By Stephen Stonebraker

I’ve known Tyler Rash my entire life. The first wrestling practice I ever attended as a seven year old first grader, Tyler and his brother Trevor were both there. Throughout elementary and junior high, I never wrestled Tyler much. I was always about 10-15 lbs heavier than he was. It wasn’t until high school that he became my workout partner.

When it comes to giving it your all and working your ass off on a daily basis, you’d be hard-pressed to find anyone more qualified for the position than Tyler Rash. During my four years of high school wrestling, I won the hardest working wrestler of the year my freshman, junior and senior seasons. It took everything I had, maybe even more than I did, to stay one step ahead of Tyler. To outwork him I had to put my body through limitations I didn’t know it could reach and that today I look back on wondering how in the Hell I ever did it.

In nearly all things Tyler and I were neck and neck. In the weight room he could out bench press me, but I could out military press him. Our nightly battles on the mat were all out wars. He’d take me down. I’d take him down. He’d put me on my back. I’d put him on his back. Black eyes, bloody noses, fat lips, you name it, I’ve received them all courtesy of Tyler Rash. I’m sure I gave him a few too. In our only official meeting, in a match that still haunts me 18 years later, Tyler beat me 5-4. It was our sophomore year. In the closing seconds of the third period, Tyler led me 4-2. I took him down to tie it up, but I could not keep him down. Right as the whistle blew he escaped from me and edged me by a point.

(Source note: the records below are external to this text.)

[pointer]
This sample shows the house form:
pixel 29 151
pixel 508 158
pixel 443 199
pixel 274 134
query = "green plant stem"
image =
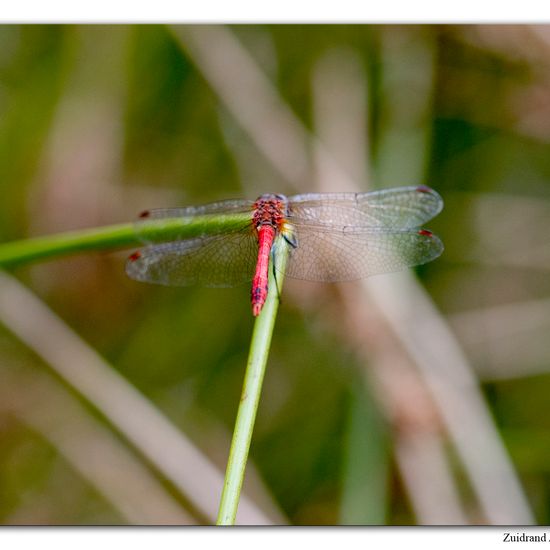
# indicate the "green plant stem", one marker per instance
pixel 250 397
pixel 116 236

At the moment I didn’t realize how good Tyler was. It wasn’t that I had lost to just anybody. It was that I had wrestled well against a kid that nearly twenty years later I have to conclude was one of the best wrestlers from Sigourney high school to never qualify for the state tournament. At the end of that season, Tyler lost a heartbreaking decision to finish one match shy of state qualification.

In his junior and senior seasons, Tyler won the SICL (South Iowa Cedar League) conference title, defeating state qualifiers in both finals. At the Van Buren tournament, he defeated Brad Close of Moravia who was ranked and undefeated at the time. Unfortunately when Close and Tyler met again at the sectional wrestling tournament, it’d be Close who won a tight match. Having lost in the semi-finals myself, I pinned future state champion Brandon Ball of Columbus for third place. After my match, I watched Tyler pin Clay Wells of Waco, who hard started off the season ranked 10th by the Predicament. I didn’t receive a wrestleback, but Tyler did.

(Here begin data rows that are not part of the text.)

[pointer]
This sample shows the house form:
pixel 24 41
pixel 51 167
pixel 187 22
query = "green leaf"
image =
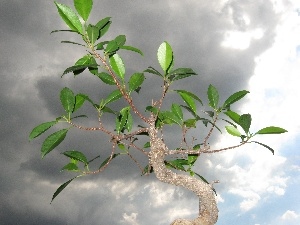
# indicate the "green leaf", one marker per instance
pixel 120 40
pixel 271 130
pixel 79 156
pixel 52 141
pixel 100 46
pixel 70 167
pixel 233 131
pixel 41 128
pixel 147 145
pixel 153 71
pixel 192 158
pixel 70 17
pixel 152 109
pixel 188 99
pixel 71 42
pixel 165 56
pixel 114 96
pixel 189 123
pixel 62 187
pixel 176 109
pixel 177 164
pixel 106 78
pixel 135 81
pixel 79 100
pixel 266 146
pixel 103 22
pixel 173 117
pixel 213 97
pixel 122 147
pixel 117 65
pixel 181 73
pixel 78 68
pixel 245 122
pixel 129 122
pixel 234 116
pixel 190 94
pixel 234 98
pixel 121 120
pixel 111 47
pixel 107 159
pixel 67 99
pixel 133 49
pixel 93 33
pixel 83 8
pixel 103 25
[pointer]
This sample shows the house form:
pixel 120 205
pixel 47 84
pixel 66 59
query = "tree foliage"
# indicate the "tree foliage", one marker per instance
pixel 103 59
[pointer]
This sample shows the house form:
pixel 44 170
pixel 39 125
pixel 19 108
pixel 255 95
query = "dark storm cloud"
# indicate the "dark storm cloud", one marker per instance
pixel 32 61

Tyler lost to Billy Dominguez of Columbus in a match that came down to the last second. As much as it hurt me to know that my high school career was said and done, it hurt just as much to know that so was Tyler’s. What made it even harder to swallow was that at Districts, the two state qualifiers were Close and Iowa Valley’s Wade Kimm who Tyler had defeated twice that season. When you watch someone who works as hard as Tyler Rash did, who had such a good attitude, who pushed you to be your best every day, you never really accept that it didn’t work out for him. To this day, when I think about it, it still brings tears to my eyes. I wanted him to succeed as badly as I wanted it for myself.

In the end Tyler had 88 career victories. A number of those wins over state qualifiers and wrestlers ranked in the top twenty. He’s one of many wrestlers throughout the state of Iowa who had a good career, despite never making it to the state tournament.

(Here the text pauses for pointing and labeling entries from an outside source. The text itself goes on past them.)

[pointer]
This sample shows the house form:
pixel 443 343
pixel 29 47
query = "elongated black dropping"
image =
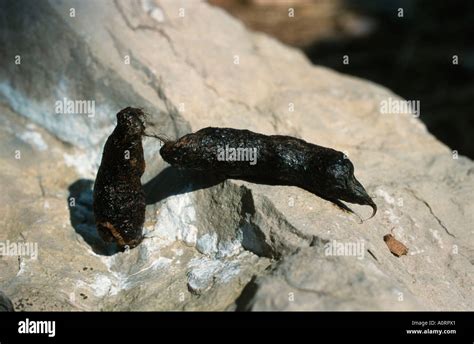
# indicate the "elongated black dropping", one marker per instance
pixel 119 200
pixel 281 160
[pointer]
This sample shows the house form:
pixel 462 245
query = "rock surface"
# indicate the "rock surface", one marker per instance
pixel 227 246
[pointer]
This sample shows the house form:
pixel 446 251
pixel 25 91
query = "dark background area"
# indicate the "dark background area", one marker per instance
pixel 411 55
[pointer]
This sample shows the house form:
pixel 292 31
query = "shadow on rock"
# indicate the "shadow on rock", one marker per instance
pixel 82 217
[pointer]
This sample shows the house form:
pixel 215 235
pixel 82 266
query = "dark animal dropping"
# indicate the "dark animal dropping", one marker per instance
pixel 280 160
pixel 119 200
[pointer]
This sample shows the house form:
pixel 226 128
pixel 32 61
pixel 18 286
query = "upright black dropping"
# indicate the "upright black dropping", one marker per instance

If you ever watched a Sigourney Savage wrestling practice between 2001 and 2004, you’d probably conclude that Tyler Rash and Stephen Stonebraker hated one another. Watching him choke me out in a front headlock or watching me tork his neck in a half nelson, it’d be hard to conclude otherwise. Yet, that couldn’t be further from the truth. I had and I still have nothing but the utmost admiration and respect for Tyler Rash. He was my workout partner through four years of high school wrestling. I couldn’t have asked for anyone better.

{ 1 comment… add one }
  • RANDY STONEBRAKER December 16, 2019, 1:33 pm

    Very well written. Left one thing out. There were two great wrestlers in the time frame you are speaking of who never made it to the State Tournament, Tyler and yourself.